Dubai World mulls refinancing a further $850m

The firm at heart of the emirate’s debt crisis signed final deal with creditors in April
Dubai World includes DP World, Nakheel and Drydocks World among its units
By Claire Ferris-Lay
Thu 26 May 2011 05:57 PM

State-owned conglomerate Dubai World, the firm at the heart
of the emirate’s debt crisis, is considering refinancing a further $850m, it
emerged Thursday.  

Dubai World, which includes DP World, Nakheel and Drydocks
World among its units, signed a final agreement with its 80 creditors to
restructure $26bn of debt in April. 

The move by the group’s subsidiary, Port & Free Zone
World (P&FZ), is revealed in a prospectus produced by DP World, which is
due to list its shares on the London Stock Exchange next week, said the UK’s Guardian newspaper.

“[DP World] understands that Port & Free Zone World FZE
is considering refinancing its outstanding net debt facilities of approximately
$850m, secured in part against certain of its shares in the company, in the
short to medium term,” the document said.

“Options to refinance the facilities include, inter alia,
further bank loans, asset disposals, public market bond issues (including
equity-linked bonds) or the sale of shares in the company.”

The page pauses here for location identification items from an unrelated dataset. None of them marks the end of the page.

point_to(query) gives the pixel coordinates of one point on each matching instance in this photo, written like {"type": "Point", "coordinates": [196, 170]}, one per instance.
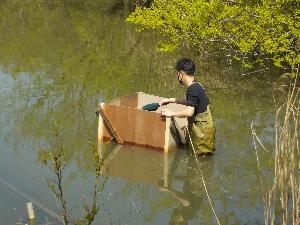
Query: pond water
{"type": "Point", "coordinates": [58, 60]}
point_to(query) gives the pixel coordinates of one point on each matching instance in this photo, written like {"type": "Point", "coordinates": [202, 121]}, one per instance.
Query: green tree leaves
{"type": "Point", "coordinates": [256, 28]}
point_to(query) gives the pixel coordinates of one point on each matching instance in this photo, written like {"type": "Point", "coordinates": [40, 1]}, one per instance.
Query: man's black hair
{"type": "Point", "coordinates": [186, 65]}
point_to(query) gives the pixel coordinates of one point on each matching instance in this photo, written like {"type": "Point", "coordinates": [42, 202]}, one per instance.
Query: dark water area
{"type": "Point", "coordinates": [58, 60]}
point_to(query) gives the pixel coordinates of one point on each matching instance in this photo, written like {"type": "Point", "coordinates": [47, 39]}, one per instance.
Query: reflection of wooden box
{"type": "Point", "coordinates": [145, 166]}
{"type": "Point", "coordinates": [124, 121]}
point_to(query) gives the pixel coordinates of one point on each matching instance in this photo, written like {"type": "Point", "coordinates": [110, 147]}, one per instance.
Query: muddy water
{"type": "Point", "coordinates": [57, 62]}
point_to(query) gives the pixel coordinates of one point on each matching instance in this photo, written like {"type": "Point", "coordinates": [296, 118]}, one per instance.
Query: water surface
{"type": "Point", "coordinates": [58, 61]}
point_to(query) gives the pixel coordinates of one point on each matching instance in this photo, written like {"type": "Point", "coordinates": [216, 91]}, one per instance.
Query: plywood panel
{"type": "Point", "coordinates": [137, 126]}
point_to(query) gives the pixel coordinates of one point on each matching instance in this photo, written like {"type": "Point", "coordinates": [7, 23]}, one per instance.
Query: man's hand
{"type": "Point", "coordinates": [166, 113]}
{"type": "Point", "coordinates": [166, 101]}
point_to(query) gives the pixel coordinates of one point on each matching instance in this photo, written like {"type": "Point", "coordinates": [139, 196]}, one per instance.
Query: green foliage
{"type": "Point", "coordinates": [255, 28]}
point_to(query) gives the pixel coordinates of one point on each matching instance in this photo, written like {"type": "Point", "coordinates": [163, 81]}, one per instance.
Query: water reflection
{"type": "Point", "coordinates": [59, 59]}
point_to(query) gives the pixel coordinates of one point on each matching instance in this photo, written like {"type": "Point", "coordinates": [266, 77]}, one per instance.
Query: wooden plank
{"type": "Point", "coordinates": [100, 128]}
{"type": "Point", "coordinates": [109, 123]}
{"type": "Point", "coordinates": [136, 126]}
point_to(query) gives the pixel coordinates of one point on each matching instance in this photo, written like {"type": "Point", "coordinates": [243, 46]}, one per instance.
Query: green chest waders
{"type": "Point", "coordinates": [202, 132]}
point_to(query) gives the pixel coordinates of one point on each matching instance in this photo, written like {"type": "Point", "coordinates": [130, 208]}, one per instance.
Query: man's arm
{"type": "Point", "coordinates": [188, 112]}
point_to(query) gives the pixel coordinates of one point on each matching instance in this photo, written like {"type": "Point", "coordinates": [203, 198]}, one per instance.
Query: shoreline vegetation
{"type": "Point", "coordinates": [256, 34]}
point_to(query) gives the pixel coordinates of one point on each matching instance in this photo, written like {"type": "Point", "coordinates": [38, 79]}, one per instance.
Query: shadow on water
{"type": "Point", "coordinates": [59, 59]}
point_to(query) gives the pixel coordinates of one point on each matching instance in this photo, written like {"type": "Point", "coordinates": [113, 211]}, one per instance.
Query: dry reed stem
{"type": "Point", "coordinates": [281, 203]}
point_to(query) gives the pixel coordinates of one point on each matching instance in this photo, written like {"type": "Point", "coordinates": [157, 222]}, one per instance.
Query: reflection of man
{"type": "Point", "coordinates": [200, 123]}
{"type": "Point", "coordinates": [192, 194]}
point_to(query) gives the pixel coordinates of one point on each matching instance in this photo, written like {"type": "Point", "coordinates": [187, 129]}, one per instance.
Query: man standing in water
{"type": "Point", "coordinates": [201, 129]}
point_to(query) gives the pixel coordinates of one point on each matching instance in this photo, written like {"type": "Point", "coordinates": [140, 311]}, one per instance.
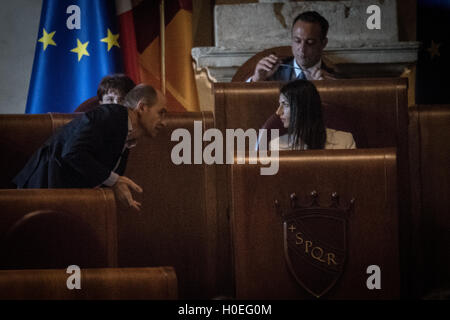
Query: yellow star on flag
{"type": "Point", "coordinates": [81, 49]}
{"type": "Point", "coordinates": [111, 40]}
{"type": "Point", "coordinates": [434, 49]}
{"type": "Point", "coordinates": [47, 39]}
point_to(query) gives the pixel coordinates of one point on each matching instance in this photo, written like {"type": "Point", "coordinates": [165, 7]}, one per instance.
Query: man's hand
{"type": "Point", "coordinates": [123, 193]}
{"type": "Point", "coordinates": [266, 67]}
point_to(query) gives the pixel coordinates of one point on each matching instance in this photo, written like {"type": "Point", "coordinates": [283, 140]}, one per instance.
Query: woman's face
{"type": "Point", "coordinates": [284, 110]}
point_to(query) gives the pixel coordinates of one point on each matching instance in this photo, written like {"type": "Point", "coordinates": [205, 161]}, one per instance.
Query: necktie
{"type": "Point", "coordinates": [301, 76]}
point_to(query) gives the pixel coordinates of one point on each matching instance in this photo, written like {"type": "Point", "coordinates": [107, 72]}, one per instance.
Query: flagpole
{"type": "Point", "coordinates": [162, 36]}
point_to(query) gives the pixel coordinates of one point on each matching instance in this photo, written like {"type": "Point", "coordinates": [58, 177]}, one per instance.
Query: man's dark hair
{"type": "Point", "coordinates": [116, 82]}
{"type": "Point", "coordinates": [313, 17]}
{"type": "Point", "coordinates": [139, 92]}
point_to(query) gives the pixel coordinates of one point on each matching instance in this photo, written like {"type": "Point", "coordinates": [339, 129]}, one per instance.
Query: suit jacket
{"type": "Point", "coordinates": [81, 154]}
{"type": "Point", "coordinates": [335, 140]}
{"type": "Point", "coordinates": [284, 73]}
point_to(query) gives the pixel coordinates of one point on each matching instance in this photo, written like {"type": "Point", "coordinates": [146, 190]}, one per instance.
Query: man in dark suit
{"type": "Point", "coordinates": [92, 150]}
{"type": "Point", "coordinates": [309, 38]}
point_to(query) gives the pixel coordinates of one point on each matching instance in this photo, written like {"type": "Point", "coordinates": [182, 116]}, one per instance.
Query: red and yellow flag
{"type": "Point", "coordinates": [140, 26]}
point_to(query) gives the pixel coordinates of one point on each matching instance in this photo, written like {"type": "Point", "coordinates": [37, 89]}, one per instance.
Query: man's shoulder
{"type": "Point", "coordinates": [106, 111]}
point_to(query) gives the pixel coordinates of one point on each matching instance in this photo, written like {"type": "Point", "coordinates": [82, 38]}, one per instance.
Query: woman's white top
{"type": "Point", "coordinates": [335, 140]}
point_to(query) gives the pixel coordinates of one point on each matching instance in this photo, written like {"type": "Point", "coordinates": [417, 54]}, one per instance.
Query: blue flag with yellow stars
{"type": "Point", "coordinates": [77, 45]}
{"type": "Point", "coordinates": [433, 66]}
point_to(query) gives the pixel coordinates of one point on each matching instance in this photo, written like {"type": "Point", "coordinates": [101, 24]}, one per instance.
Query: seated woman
{"type": "Point", "coordinates": [301, 113]}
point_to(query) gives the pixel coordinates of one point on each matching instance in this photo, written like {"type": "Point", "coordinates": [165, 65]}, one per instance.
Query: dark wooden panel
{"type": "Point", "coordinates": [369, 176]}
{"type": "Point", "coordinates": [96, 284]}
{"type": "Point", "coordinates": [35, 224]}
{"type": "Point", "coordinates": [434, 134]}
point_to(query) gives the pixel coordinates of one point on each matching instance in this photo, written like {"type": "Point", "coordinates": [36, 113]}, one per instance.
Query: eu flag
{"type": "Point", "coordinates": [433, 66]}
{"type": "Point", "coordinates": [77, 46]}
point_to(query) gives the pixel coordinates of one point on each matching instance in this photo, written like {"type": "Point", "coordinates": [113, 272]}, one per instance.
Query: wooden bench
{"type": "Point", "coordinates": [370, 235]}
{"type": "Point", "coordinates": [429, 137]}
{"type": "Point", "coordinates": [96, 284]}
{"type": "Point", "coordinates": [53, 228]}
{"type": "Point", "coordinates": [177, 224]}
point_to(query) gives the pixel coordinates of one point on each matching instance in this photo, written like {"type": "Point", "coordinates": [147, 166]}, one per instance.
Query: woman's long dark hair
{"type": "Point", "coordinates": [306, 125]}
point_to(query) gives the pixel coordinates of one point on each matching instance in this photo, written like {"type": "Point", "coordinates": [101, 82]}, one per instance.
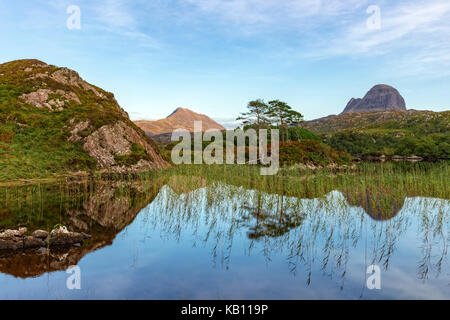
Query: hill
{"type": "Point", "coordinates": [181, 118]}
{"type": "Point", "coordinates": [53, 122]}
{"type": "Point", "coordinates": [380, 98]}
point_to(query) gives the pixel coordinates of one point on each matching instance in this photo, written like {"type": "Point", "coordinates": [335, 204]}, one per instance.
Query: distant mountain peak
{"type": "Point", "coordinates": [381, 97]}
{"type": "Point", "coordinates": [180, 118]}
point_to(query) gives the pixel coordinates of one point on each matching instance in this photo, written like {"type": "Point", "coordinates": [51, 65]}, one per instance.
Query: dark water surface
{"type": "Point", "coordinates": [225, 242]}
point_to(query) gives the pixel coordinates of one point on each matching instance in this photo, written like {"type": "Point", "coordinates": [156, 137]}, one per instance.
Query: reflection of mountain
{"type": "Point", "coordinates": [261, 223]}
{"type": "Point", "coordinates": [103, 214]}
{"type": "Point", "coordinates": [380, 209]}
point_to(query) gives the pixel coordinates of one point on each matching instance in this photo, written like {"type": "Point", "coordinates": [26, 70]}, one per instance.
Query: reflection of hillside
{"type": "Point", "coordinates": [103, 214]}
{"type": "Point", "coordinates": [379, 208]}
{"type": "Point", "coordinates": [262, 223]}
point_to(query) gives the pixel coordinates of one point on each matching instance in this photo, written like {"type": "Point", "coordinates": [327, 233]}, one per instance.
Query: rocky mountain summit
{"type": "Point", "coordinates": [380, 98]}
{"type": "Point", "coordinates": [52, 121]}
{"type": "Point", "coordinates": [181, 118]}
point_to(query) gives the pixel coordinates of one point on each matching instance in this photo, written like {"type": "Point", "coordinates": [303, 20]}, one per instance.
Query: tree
{"type": "Point", "coordinates": [283, 115]}
{"type": "Point", "coordinates": [256, 114]}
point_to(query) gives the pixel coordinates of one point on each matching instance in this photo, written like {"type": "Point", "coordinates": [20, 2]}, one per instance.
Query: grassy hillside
{"type": "Point", "coordinates": [423, 133]}
{"type": "Point", "coordinates": [303, 147]}
{"type": "Point", "coordinates": [46, 115]}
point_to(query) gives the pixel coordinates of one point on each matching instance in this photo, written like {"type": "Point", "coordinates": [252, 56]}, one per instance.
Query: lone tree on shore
{"type": "Point", "coordinates": [256, 114]}
{"type": "Point", "coordinates": [283, 116]}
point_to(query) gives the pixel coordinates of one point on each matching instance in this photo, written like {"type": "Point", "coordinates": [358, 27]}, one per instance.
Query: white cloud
{"type": "Point", "coordinates": [414, 34]}
{"type": "Point", "coordinates": [115, 13]}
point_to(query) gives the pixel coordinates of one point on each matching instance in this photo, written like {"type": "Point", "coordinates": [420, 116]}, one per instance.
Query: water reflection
{"type": "Point", "coordinates": [103, 210]}
{"type": "Point", "coordinates": [335, 235]}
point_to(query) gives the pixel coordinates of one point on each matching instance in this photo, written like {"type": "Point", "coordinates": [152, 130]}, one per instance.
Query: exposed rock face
{"type": "Point", "coordinates": [86, 120]}
{"type": "Point", "coordinates": [13, 240]}
{"type": "Point", "coordinates": [379, 98]}
{"type": "Point", "coordinates": [115, 140]}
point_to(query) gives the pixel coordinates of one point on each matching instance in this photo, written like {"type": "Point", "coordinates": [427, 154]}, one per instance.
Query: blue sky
{"type": "Point", "coordinates": [213, 56]}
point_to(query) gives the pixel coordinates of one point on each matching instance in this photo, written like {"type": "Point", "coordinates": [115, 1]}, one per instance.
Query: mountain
{"type": "Point", "coordinates": [390, 133]}
{"type": "Point", "coordinates": [54, 122]}
{"type": "Point", "coordinates": [380, 98]}
{"type": "Point", "coordinates": [181, 118]}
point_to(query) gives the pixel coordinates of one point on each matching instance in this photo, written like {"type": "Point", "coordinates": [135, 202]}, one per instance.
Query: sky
{"type": "Point", "coordinates": [214, 56]}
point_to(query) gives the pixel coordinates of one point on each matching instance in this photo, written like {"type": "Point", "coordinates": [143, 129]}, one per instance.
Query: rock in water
{"type": "Point", "coordinates": [380, 98]}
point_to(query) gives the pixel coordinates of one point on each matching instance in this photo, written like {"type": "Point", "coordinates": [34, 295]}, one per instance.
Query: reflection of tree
{"type": "Point", "coordinates": [324, 231]}
{"type": "Point", "coordinates": [378, 206]}
{"type": "Point", "coordinates": [103, 212]}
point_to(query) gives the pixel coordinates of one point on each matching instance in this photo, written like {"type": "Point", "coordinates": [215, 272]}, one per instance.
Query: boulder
{"type": "Point", "coordinates": [41, 234]}
{"type": "Point", "coordinates": [32, 242]}
{"type": "Point", "coordinates": [62, 237]}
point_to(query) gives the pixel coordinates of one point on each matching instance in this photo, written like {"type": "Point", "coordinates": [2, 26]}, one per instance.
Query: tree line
{"type": "Point", "coordinates": [275, 113]}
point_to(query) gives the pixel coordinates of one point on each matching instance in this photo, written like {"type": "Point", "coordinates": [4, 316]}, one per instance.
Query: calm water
{"type": "Point", "coordinates": [225, 242]}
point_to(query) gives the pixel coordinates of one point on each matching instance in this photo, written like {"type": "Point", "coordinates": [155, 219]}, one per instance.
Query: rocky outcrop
{"type": "Point", "coordinates": [42, 99]}
{"type": "Point", "coordinates": [379, 98]}
{"type": "Point", "coordinates": [14, 240]}
{"type": "Point", "coordinates": [87, 127]}
{"type": "Point", "coordinates": [115, 140]}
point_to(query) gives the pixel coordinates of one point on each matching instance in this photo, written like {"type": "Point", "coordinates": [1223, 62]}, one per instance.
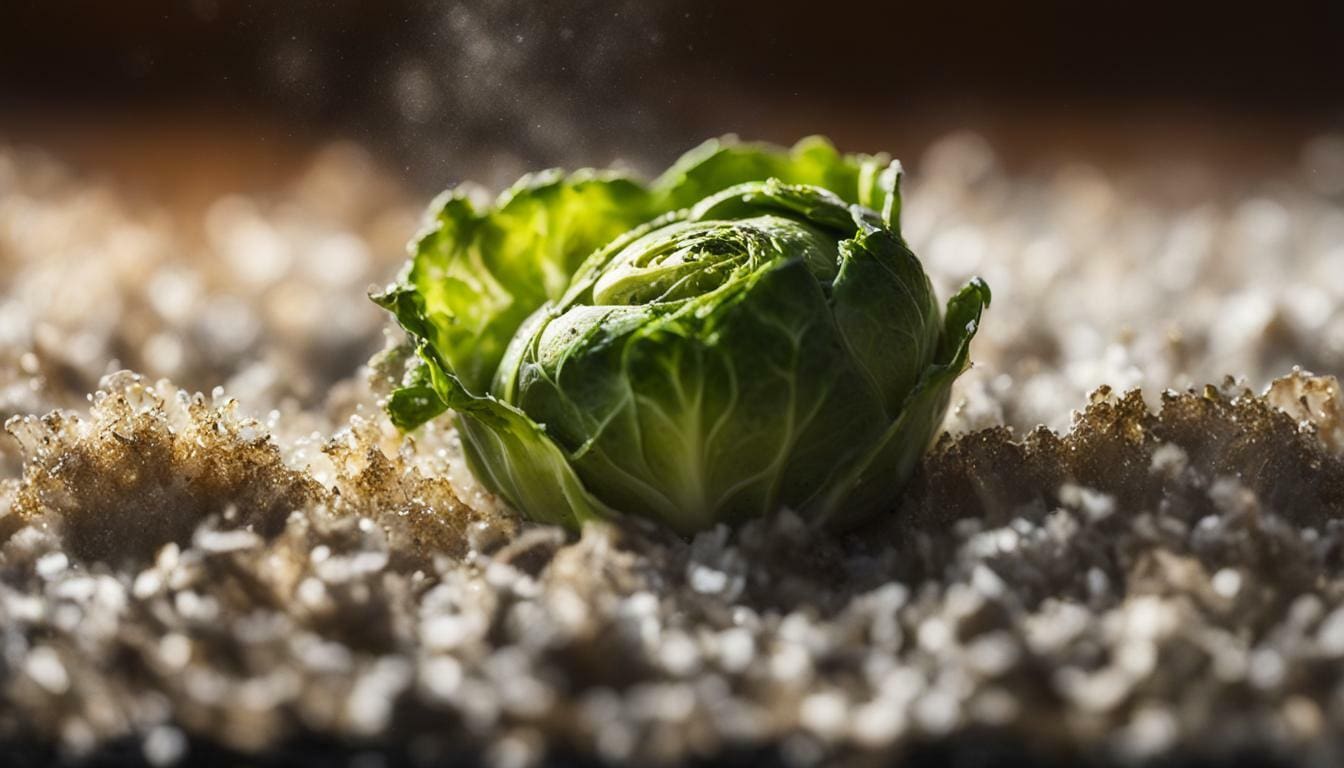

The news follows a day after DP World announced it would
begin trading its shares on the London Stock Exchange on June 1. The firm
believes that a duel listing between the London Stock Exchange and Nasdaq Dubai
will help to boost interest in the firm.

Dubai World, one of the emirate’s three main state-owned
holding companies, in April said its creditors will $4.4bn in five years while
the second tranche will involve $10.3bn over eight years at a fixed interest
rate of 2.4 percent.

Dubai World said in July it was prepared to sell prized
assets including previously ringfenced ports firm DP World in a bid to raise
cash.

Sheikh Ahmed Bin Saeed Al Maktoum, the company’s chairman,
said in May that the firm can’t afford to default on its debt and is able to
meet its credit obligations. 

“Whatever [commitment] we have at the end of the day, we are
committed to do it, and we will do it,” he said. 

 “I don't think we can afford today, if we have
anything, to default on it. It is a matter of credibility and I’m sure we will
be able to demonstrate this in the coming years.”